Quanti di noi, guardando il prezzo di un prodotto alimentare, riescono ad andare al di là della convenienza personale e pensare a cosa c’è dietro a quella cifra? Quanti di noi riescono a dire “Costa troppo poco?”.
A farci riflettere è Slow Food, l’associazione del Buono Pulito e Giusto, che negli ultimi tempi si sta impegnando molto a portare l’attenzione sul tema dei braccianti. Nel caso dei prodotti di provenienza agricola, un prezzo “troppo” basso nasconde spesso inequità nella catena di produzione, trasformazione e distribuzione e, specialmente nel Sud Italia, un sistema di caporalato che ancora fa lavorare migliaia di persone (quasi sempre straniere) in condizioni inumane.

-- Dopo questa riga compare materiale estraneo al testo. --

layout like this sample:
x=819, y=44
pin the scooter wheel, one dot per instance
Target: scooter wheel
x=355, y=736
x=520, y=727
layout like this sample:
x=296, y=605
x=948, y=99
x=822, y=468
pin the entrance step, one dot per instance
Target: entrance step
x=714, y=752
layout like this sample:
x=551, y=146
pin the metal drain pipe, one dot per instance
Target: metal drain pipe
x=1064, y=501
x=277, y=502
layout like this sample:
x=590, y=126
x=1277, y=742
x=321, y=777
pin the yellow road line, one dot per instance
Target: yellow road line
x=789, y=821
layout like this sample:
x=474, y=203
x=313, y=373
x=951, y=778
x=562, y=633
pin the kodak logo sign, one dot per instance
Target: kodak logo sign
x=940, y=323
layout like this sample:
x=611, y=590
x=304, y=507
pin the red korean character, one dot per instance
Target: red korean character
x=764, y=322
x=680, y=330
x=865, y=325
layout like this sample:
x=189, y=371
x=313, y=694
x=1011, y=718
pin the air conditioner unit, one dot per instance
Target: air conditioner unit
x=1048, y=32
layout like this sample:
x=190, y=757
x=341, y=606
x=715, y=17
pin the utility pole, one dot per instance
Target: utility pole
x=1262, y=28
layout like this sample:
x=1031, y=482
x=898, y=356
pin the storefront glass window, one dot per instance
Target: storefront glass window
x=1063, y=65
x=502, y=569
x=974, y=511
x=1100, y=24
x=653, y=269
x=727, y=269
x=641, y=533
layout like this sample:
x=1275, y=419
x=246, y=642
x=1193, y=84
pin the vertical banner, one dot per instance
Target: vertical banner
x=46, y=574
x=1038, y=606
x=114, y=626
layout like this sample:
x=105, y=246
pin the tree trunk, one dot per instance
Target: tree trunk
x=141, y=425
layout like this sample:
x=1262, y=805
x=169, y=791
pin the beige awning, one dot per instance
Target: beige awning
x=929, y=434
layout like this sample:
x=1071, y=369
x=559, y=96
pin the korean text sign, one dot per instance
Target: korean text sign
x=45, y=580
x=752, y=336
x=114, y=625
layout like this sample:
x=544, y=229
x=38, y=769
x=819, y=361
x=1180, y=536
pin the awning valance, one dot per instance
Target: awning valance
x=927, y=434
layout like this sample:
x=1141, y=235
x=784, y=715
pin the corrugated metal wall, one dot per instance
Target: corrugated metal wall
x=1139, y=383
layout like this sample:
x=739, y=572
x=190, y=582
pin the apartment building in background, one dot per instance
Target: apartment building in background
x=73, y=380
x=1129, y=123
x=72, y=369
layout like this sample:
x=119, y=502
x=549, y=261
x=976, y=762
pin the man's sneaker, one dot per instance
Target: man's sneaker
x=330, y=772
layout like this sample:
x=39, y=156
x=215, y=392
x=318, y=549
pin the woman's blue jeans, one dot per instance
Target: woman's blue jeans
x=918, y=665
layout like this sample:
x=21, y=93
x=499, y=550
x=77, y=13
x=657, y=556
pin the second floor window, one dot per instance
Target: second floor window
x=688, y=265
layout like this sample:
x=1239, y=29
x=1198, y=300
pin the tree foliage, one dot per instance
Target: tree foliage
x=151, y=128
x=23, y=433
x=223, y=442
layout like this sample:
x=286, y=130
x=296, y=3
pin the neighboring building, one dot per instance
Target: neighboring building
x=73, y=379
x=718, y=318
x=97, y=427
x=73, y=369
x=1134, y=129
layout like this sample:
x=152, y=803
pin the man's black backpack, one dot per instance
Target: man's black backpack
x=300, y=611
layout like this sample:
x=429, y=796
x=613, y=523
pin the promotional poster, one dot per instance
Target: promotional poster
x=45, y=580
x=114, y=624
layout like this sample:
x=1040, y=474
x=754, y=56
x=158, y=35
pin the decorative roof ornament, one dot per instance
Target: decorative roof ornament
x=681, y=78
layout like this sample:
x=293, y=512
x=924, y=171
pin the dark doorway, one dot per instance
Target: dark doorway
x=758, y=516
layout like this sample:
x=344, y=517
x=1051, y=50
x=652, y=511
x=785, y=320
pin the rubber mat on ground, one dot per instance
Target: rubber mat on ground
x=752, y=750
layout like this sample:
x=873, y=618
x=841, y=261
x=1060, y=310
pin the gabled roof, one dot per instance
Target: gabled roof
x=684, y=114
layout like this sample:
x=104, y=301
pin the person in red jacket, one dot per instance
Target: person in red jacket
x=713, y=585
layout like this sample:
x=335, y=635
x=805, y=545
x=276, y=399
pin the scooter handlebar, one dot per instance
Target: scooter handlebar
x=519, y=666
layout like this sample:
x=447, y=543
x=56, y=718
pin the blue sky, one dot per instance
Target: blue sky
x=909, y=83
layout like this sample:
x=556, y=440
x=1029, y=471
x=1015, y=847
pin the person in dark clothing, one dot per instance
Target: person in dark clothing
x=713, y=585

Slow Food ha creato una grafica che riassume “i principali costi che un’azienda agricola deve sostenere per produrre una bottiglia di passata di pomodoro” basandosi sull’Azienda Agricola Pietrasanta che produce passata biologica di pomodoro fiaschetto, un Presidio Slow Food a Torre Guaceto, nel Salento. Il costo minimo della passata risulta essere 2,80 euro: quante volte l’abbiamo pagata molto di meno?
La grafica fa parte della campagna #Dietacaporalatofree della rete giovane di Slow Food Italia (Slow Food Youth Network Italy) per incentivare prezzi più equi e una maggior presa di consapevolezza di quello che accade lungo la filiera del pomodoro – ma non solo.
Il primo passo? Capire come funziona la filiera alimentare. Leggere le etichette. Informarsi su dove, come e da chi viene prodotto il cibo che mettiamo sulle nostre tavole. E capire che il prezzo finale deve essere sostenibile non solo per noi consumatori, ma anche per chi ha contribuito a portare quel cibo sulle nostre tavole.